Em entrevista à BBC Brasil, Freeman considera “triste” se falar apenas de crescimento econômico e eventos esportivos no Brasil no exterior sem que haja uma percepção maior sobre a literatura do país.
Durante a Festa Literária de Paraty, a Flip, a Granta lançou uma edição especial dedicada apenas a autores brasileiros, com contos e trechos de romances inéditos selecionados em um concurso que contou com 247 trabalhos inscritos, todos por autores de menos de 40 anos.
Prestigiosa revista literária inglesa, a Granta publicou em 1983 sua primeira lista dos melhores jovens escritores britânicos, inaugurando uma tradição que se repete a cada dez anos e é cercada de expectativas por antecipar nomes importantes na cena literária de língua inglesa.
Agora, é a primeira vez que o modelo chega ao Brasil. “Os melhores jovens escritores brasileiros” foi publicada em português, mas será lançada em inglês, chinês e espanhol, fazendo os autores selecionados circularem entre um público amplo.


Os escritores que tiveram seus trabalhos publicados são Cristhiano Aguiar; Javier Arancibia Contreras; Vanessa Barbara; Carol Bensimon; Miguel Del Castillo; João Paulo Cuenca; Laura Erber; Emilio Fraia; Julián Fuks; Daniel Galera; Luisa Geisler; Vinicius Jatobá; Michel Laub; Ricardo Lísias; Chico Mattoso; Antonio Prata; Carola Saavedra; Tatiana Salem Levy; Leandro Sarmatz; e Antônio Xerxenesky.
Leia abaixo os principais trechos da entrevista.
É a primeira vez que uma lista dessas é feita para o Brasil. O que isso representa para a literatura brasileira?
John Freeman: A lista tem muitos significados, mas o principal é apresentar uma geração de escritores. Aqui está uma geração que, esperamos, todos no Brasil e agora no mundo vão ler nos próximos anos. É uma chance de debater essa lista, analisar esse trabalho.
O interessante em formular listas de jovens autores é que eles olham para o mundo de uma maneira diferente de escritores mais velhos. Eles estão se definindo, encontrando a sua voz, muitos deles escrevem seus trabalhos mais ambiciosos antes dos 40. É uma chance de ver o que isso revela sobre o Brasil.
E o que você acha que o conjunto de autores selecionados revela sobre o Brasil?

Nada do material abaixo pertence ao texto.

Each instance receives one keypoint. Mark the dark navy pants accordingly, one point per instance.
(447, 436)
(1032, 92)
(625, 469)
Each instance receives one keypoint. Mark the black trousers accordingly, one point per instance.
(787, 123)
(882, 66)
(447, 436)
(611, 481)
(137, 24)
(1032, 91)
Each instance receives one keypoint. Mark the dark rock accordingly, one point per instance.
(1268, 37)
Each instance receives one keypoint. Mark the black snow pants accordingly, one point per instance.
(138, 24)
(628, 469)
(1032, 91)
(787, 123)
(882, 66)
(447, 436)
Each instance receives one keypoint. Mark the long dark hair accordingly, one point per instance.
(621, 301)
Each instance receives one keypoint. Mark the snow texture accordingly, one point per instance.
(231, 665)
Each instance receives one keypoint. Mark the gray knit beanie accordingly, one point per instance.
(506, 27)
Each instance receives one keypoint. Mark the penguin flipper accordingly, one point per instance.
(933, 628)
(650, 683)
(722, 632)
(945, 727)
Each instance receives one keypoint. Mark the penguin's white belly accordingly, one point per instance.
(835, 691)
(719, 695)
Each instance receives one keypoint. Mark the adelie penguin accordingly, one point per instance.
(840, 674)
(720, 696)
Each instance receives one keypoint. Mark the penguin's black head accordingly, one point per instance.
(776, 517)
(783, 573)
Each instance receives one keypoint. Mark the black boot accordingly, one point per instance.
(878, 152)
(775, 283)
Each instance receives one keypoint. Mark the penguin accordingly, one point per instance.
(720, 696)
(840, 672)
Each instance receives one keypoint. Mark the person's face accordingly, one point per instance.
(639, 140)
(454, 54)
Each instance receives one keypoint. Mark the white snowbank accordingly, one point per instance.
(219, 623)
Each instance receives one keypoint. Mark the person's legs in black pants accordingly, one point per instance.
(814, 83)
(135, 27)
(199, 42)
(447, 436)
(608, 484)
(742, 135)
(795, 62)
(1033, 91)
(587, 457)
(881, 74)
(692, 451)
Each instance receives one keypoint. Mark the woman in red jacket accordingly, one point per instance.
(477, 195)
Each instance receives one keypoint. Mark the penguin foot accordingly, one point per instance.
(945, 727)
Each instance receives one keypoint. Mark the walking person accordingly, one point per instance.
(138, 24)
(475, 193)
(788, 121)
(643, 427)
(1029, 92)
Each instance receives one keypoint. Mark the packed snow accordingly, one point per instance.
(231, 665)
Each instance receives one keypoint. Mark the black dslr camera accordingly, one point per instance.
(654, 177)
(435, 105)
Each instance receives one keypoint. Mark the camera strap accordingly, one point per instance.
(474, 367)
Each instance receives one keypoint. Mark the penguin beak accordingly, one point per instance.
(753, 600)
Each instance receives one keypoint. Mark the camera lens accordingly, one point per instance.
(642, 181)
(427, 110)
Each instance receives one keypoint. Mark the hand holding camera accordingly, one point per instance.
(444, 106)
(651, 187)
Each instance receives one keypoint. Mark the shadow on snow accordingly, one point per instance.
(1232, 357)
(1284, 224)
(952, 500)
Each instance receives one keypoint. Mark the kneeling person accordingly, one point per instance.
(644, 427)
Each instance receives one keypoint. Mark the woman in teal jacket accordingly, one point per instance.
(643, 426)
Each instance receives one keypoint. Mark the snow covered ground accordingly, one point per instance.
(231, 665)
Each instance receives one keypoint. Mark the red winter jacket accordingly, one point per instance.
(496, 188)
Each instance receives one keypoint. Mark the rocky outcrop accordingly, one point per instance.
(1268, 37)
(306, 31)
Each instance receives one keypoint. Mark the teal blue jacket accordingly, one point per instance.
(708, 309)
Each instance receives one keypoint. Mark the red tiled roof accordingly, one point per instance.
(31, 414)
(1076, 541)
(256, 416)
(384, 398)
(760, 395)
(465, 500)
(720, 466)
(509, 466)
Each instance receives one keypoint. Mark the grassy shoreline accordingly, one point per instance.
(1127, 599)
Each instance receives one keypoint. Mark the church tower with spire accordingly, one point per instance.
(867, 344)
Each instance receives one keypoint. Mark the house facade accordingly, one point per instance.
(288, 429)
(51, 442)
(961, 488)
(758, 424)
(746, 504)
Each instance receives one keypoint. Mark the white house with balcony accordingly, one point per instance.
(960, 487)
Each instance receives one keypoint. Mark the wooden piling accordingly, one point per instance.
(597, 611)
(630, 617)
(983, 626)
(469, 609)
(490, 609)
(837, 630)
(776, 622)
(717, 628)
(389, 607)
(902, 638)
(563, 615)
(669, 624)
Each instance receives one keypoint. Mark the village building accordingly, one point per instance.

John Freeman: Essa é uma geração que cresceu em grande parte fora da ditadura militar, em tempos de oportunidades crescentes e de desenvolvimento econômico, de movimento para a cidade e tendência ao cosmopolitanismo. Esses são autores que viveram ao redor do mundo e que estão absorvendo influências não apenas da América Latina ou do Brasil, mas de escritores do mundo todo.
Eu encontrei um enorme frescor na escrita, uma inquietude com a forma, um foco na família como um ponto central que orienta a vida, algo que em algum grau pode ser semelhante a autores do passado.
O norte-americano John Freeman, editor da revista Granta (Foto: Divulgação)
O norte-americano John Freeman, editor da revista Granta (Foto: Divulgação)
Durante a coletiva de imprensa, você mencionou que vários autores que estão na Flip neste ano fizeram parte de listas de jovens autores da Granta no passado, como Ian McEwan, Jonathan Franzen e Alejandro Zambra. O que isso pode trazer para os autores?
John Freeman: Isso significa que as pessoas estão de olho neles agora, que vão observar o que acontece no futuro. Isso tem um significado enorme para vendas no exterior e possibilidade de ser traduzido. Vejo isso pela lista de jovens autores que fizemos na nossa edição espanhola. Muitos deles foram traduzidos para outras línguas depois, não apenas inglês.
A outra vantagem é que a lista os coloca em diálogo com outros jovens autores, e isso vira uma espécie de confraria.
Como você acha que a literatura brasileira é percebida no exterior hoje?
John Freeman: Na verdade ela não tem uma percepção. Muitas pessoas se apaixonaram pelo Jorge Amado, leem Machado de Assis, a Clarice Lispector está sendo retraduzida no momento… Mas não há uma percepção da literatura brasileira como há da argentina, ou colombiana, ou peruana.
Acho que em grande parte isso acontece porque nenhum brasileiro ganhou o prêmio Nobel. Quando alguém ganha o Nobel, ele se torna um portal gigante para a sua cultura, e às vezes outros autores podem viajar na sua cola.
Hoje o Brasil recebe muita atenção do exterior, mas esse discurso é puxado pelo crescimento econômico e dos megaeventos que o país vai sediar?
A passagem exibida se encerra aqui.